Speaker 1:Want die moeten eigenlijk allemaal in meer of minder mate mee in die
Speaker 2:Ja, je dwingt eigenlijk mensen om daarin mee te gaan en ook soms hun werkwijze aan te passen. Dus dat kiezen we wel heel bewust van wat doe je nou wel en wat doe je niet. Ik zei al zoveel mogelijk in de techniek oplossen. Dit is nou technische oplossing die echt mensen in hun dagelijkse werkzaamheden raakt. Dat is best wel lastig en dan moet je dus ook veel vertellen en uitleggen waarom je dat doet.
Speaker 1:Maar je houdt voet bij stuk?
Speaker 2:In dit geval wel. We hebben zoveel partners waarmee we samenwerken, er gaan zoveel vertrouwelijke documenten heen en weer buiten de organisatie. Die moeten we zoveel mogelijk beschermen.
Speaker 1:Dus het belang is hier groot genoeg om die weerstand te overwinnen, om daar in te blijven investeren en vol te houden, te volharden.

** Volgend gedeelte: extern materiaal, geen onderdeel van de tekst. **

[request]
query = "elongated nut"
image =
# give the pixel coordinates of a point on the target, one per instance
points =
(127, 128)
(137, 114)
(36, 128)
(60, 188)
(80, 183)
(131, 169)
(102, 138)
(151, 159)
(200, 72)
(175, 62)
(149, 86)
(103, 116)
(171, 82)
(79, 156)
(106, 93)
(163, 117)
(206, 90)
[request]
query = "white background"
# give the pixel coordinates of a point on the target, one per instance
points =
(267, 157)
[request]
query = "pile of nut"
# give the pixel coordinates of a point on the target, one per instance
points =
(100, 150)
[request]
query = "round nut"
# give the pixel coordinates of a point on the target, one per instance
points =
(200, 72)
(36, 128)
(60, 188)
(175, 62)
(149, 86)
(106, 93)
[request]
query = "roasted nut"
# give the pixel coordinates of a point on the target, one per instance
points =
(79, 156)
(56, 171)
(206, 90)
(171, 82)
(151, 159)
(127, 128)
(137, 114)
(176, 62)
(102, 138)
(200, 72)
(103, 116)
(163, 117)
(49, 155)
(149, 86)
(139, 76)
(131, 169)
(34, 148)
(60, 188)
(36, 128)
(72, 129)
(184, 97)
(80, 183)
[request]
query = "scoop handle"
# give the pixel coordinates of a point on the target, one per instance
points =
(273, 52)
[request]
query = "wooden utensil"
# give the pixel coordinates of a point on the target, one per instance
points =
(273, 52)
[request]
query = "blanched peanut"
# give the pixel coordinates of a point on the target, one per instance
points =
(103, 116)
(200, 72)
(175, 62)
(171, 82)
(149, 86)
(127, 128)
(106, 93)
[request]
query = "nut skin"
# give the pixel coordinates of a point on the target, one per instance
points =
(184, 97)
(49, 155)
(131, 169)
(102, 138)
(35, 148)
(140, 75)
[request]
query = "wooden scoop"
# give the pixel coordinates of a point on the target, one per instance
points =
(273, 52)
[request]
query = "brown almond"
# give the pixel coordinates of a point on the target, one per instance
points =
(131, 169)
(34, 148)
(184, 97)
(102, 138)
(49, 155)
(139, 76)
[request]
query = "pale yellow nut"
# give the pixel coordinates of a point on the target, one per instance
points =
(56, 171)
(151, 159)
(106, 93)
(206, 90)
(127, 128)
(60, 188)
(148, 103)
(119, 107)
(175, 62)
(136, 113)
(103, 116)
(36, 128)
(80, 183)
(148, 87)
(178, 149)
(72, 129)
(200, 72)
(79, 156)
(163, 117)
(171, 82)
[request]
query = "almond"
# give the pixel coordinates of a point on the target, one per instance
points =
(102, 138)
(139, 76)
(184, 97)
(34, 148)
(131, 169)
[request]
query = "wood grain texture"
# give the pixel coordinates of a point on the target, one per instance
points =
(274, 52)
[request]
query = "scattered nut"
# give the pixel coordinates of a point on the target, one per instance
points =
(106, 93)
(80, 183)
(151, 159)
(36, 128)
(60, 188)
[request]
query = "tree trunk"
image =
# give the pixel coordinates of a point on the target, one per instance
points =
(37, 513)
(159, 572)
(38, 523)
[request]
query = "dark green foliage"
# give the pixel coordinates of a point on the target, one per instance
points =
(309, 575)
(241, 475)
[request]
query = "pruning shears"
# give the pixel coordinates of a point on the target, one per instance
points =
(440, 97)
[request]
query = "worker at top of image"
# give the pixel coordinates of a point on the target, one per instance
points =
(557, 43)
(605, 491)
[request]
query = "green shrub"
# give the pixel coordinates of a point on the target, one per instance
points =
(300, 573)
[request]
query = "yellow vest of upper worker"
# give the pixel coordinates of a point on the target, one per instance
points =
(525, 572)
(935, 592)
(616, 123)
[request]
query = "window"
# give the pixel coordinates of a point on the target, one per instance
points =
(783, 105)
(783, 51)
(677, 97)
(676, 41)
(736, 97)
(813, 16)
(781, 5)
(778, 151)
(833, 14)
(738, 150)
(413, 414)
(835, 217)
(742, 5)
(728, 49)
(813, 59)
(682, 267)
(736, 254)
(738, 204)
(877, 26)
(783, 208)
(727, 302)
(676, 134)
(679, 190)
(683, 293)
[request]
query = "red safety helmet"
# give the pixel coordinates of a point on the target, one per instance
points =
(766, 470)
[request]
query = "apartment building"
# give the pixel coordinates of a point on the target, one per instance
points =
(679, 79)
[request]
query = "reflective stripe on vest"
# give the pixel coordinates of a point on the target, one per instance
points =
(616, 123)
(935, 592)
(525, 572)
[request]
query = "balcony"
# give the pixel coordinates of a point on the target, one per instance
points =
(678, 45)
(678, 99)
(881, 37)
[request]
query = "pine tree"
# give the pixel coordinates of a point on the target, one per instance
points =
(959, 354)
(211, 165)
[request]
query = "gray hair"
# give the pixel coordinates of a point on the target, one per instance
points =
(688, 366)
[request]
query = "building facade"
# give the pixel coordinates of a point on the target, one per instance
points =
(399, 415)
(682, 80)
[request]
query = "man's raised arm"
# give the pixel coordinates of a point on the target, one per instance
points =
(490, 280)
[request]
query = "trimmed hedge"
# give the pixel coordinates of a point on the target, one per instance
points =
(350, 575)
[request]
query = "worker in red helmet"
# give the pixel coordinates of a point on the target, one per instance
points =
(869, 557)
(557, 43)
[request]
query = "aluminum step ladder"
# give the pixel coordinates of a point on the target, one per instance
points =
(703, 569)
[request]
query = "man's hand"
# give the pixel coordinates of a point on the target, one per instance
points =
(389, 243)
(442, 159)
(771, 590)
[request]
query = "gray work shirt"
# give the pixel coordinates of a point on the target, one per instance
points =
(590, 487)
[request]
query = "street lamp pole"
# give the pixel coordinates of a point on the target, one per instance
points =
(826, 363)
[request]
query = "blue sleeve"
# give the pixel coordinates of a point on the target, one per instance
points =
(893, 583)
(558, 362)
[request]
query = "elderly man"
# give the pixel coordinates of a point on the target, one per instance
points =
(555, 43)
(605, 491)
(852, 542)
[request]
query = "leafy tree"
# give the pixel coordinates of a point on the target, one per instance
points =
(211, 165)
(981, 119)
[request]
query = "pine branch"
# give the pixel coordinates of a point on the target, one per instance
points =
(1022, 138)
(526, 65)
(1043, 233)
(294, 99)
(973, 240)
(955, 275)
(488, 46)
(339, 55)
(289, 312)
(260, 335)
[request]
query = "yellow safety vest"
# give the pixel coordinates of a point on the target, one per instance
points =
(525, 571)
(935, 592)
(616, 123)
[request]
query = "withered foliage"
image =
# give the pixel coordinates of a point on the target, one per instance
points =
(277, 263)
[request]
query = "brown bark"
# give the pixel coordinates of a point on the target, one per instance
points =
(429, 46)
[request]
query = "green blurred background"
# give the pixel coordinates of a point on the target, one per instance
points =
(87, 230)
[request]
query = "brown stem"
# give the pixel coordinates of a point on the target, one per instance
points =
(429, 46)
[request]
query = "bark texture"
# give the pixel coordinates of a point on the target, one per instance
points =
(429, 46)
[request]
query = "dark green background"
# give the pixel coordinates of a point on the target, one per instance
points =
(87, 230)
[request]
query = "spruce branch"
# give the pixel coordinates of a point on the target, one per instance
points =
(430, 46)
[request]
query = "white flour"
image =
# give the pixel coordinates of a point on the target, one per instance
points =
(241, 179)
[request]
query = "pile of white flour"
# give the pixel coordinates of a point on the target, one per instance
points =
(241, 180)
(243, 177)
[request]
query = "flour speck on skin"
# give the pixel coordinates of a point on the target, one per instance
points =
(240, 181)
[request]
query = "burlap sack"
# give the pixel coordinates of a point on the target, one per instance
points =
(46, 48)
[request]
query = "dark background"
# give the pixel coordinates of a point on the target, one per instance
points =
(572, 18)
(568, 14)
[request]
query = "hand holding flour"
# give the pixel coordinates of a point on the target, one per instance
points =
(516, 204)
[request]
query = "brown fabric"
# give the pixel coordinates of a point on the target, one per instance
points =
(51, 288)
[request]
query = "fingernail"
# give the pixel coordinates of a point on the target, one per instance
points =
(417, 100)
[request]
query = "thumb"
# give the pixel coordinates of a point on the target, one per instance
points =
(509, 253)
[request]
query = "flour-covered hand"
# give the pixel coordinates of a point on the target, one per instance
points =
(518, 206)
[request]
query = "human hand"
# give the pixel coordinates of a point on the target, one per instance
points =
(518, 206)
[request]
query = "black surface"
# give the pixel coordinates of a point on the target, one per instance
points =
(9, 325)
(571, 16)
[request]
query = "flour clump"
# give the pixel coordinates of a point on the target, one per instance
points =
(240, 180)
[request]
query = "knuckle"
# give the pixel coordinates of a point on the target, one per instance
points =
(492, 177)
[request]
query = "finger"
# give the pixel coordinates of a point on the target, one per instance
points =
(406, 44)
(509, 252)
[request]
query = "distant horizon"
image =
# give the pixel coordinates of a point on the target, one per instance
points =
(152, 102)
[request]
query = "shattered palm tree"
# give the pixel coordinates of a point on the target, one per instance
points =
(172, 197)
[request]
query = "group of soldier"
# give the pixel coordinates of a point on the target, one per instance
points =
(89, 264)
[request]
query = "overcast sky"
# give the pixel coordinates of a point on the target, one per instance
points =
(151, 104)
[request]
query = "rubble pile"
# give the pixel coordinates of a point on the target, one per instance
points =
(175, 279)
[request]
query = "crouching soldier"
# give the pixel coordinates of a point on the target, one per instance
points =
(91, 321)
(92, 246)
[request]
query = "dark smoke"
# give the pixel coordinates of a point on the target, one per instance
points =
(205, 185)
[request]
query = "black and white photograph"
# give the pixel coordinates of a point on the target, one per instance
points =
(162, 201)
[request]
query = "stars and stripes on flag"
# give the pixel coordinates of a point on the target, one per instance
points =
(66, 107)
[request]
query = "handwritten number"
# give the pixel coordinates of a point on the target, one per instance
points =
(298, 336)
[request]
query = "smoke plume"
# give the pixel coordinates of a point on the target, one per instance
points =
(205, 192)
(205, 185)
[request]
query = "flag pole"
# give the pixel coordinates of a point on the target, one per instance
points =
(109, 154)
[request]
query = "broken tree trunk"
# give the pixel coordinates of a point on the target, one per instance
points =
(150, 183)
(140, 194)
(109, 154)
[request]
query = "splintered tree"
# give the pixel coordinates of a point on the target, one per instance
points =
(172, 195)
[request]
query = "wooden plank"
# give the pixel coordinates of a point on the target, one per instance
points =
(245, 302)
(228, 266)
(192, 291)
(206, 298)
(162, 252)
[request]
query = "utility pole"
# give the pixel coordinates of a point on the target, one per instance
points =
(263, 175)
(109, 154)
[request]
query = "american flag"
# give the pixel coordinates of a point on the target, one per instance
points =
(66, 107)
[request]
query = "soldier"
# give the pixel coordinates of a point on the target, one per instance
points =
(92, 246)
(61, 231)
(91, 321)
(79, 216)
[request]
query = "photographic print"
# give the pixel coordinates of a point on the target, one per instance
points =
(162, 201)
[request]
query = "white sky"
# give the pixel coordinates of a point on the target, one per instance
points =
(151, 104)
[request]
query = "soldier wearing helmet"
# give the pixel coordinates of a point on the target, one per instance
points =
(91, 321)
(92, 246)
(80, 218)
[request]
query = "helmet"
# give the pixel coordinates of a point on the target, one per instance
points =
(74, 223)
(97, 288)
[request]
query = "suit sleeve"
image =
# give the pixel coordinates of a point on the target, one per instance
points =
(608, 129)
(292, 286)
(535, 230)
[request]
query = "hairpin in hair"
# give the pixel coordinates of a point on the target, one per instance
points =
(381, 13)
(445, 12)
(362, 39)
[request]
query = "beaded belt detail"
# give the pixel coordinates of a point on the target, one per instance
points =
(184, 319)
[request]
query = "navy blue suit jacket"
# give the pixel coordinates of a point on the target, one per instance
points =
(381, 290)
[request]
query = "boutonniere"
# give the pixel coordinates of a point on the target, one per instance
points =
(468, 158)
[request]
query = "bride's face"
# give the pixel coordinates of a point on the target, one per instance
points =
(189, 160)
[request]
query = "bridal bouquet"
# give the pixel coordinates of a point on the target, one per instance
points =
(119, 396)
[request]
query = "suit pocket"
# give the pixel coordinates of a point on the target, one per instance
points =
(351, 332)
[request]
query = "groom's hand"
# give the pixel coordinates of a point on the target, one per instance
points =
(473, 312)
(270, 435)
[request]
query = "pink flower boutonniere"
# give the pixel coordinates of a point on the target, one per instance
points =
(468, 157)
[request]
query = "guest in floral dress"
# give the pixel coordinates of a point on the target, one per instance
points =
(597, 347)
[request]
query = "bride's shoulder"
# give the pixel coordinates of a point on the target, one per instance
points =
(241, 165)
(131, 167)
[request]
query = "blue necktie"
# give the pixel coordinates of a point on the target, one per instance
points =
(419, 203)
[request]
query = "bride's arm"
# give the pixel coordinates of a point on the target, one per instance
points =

Speaker 2:Klopt. Een andere is bijvoorbeeld phishingmails. Vorig jaar was een nieuwe raad geïnstalleerd, de dag daarna krijgt iedereen een phishingmail van die nieuwe raad.
Speaker 1:Echt?
Speaker 2:Ja, gericht. Wauw. Ja, wat doe je dan? Dan denk ik van ja, dat moeten we voortaan eens oplossen in de techniek, want als je naar die mailtjes kijkt, jij en ik trappen daar gewoon in.
Speaker 1:Ja, ik had er laatst nog een gesprek met iemand over dat ik ook zei je kunt niet meer verwachten dat mensen eigenlijk phishingmails onderscheiden van echte mails. Die zijn zo goed, het is niet meer redelijk om te denken dat je met allerlei bewustwording trainingen dat erin krijgt want dat spel verliezen we gewoon. Dus je moet het in de techniek eigenlijk oplossen.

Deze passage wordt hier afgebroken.